Giocato sulla fisica quantistica, lo spettacolo pone riflessioni esistenziali, sul senso del tempo, in un intreccio di sentimenti, caso e libero arbitrio. Tutto quello che può accadere, accade da qualche altra parte e per ogni scelta ci sono mille altri mondi in cui si è scelto in maniera diversa. La bravura di Payne è trasporre questi concetti all’interno delle dinamiche relazionali di coppia, con scrittura cinematografica. Quella di Vogel scavare nei personaggi, avere grande rispetto del testo, che viene studiato anche in anglofono, con meticoloso lavoro filologico.
Elena (Elena Lietti) è cosmologa e ricercatrice universitaria, Pietro (Pietro Micci) un apicoltore. I due protagonisti, lei esploratrice e lui con i piedi e le mani nella terra, si muovono nella dinamica scenografia di Nicolas Bovey. «È una storia d’amore e il pretesto attraverso cui si parla di questa storia d’amore è la fisica quantistica, la cosmologia, la teoria del multiverso», racconta la Lietti. «Marianne il mio personaggio, il cui nome è stato tradotto in italiano con Elena, è una cosmologa ed è lei che porta avanti il tema per cui non esiste un solo universo ma ne esistono tanti possibili in tante dimensioni che procedono in parallelo alla nostra e per ogni evento quantisticamente rilevante si creano delle ramificazioni per cui, a seconda di cosa si scelga, si entra in un universo piuttosto che in un altro». 
Tanti gli scenari che si succedono. “In totale sono sessantotto scene che si aprono e chiudono, molte delle quali sono il frutto di un destino diverso che coglie i protagonisti.

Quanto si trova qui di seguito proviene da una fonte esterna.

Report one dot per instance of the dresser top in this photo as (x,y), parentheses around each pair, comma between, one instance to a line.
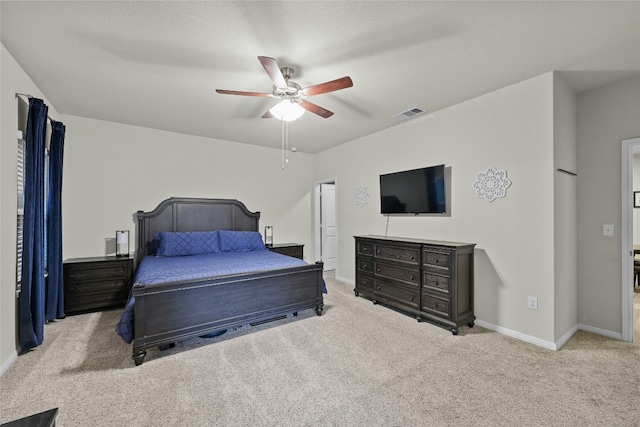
(413,240)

Fino a un certo punto il racconto procede con i tratti della commedia romantica ed esplora dinamiche relazionali tra i personaggi che hanno sfumature divertenti”, continua. “Mi sono appassionata alla fisica, che a scuola non avevo studiato in maniera così coinvolgente. Trovo illuminante la mentalità dello scienziato, che fa un atto di grande umiltà riconoscendo e godendo della sua ignoranza e andando in cerca di territori da scoprire, perché si mette continuamente in discussione, cerca la contraddizione e l’errore capendo che da lì nascono le grandi scoperte. Einstein ha scoperto la relatività non grazie a calcoli corretti ma attraverso la contraddizione, poi attraverso la sua capacità immaginifica ha scoperto lo spazio-tempo e che lo spazio non è una scatola vuota in cui ci muoviamo. La mia amica fisica Denise Tantucci, che ha recitato con me nel film di Nanni Moretti, mi ha spiegato che qualsiasi cosa scopriamo con la fisica non ci dirà mai perché le cose accadono, il loro senso profondo, che si trova nella religione. Sono due terreni di esplorazione complementari”. 

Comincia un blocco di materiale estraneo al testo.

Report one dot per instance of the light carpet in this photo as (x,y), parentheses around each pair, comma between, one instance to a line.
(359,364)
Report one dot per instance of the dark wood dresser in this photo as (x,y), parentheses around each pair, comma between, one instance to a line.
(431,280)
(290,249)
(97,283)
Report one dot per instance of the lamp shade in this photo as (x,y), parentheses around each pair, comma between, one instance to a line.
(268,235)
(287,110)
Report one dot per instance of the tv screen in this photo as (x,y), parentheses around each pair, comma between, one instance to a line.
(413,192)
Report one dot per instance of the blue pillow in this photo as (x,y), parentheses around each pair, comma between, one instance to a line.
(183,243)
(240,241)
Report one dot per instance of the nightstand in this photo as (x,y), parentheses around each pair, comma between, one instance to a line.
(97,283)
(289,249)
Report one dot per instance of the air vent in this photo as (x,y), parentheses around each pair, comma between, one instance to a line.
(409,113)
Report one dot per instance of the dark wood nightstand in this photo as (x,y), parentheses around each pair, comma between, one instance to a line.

Elena Lietti al Franco Parenti è di casa. «Mi piace pensare di esserlo. È un luogo bello, dove si coltiva la bellezza. Andrée  Ruth Shammah lo cura e lo coltiva in questa direzione. Lavorare in mezzo alle cose belle è impagabile, ci mette in una condizione creativa più ricca».

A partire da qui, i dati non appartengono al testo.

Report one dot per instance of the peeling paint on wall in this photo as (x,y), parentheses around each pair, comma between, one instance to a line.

Moretti le ha aperto le porte del grande cinema. «Con lui ho fatto il mio primo ruolo di peso in un lungometraggio. Cinema e teatro mi completano. È un privilegio  poter interpretare personaggi scritti in modo tridimensionale, con più sfaccettature, come sono gli esseri umani, altrimenti sarebbero cartoni animati. Ho avuto l’opportunità di fare un lavoro nella direzione della creazione di un essere umano con tutte le sue contraddizioni».
E in un universo parallelo che lavoro farebbe? «Mi piacerebbe continuare a fare quello che faccio in tutti gli altri universi. E In tutti gli universi possibili andrò a cercare Nanni Moretti, Sorrentino, Paolo Virzì, Niccolò Ammaniti, Giuseppe Piccioni».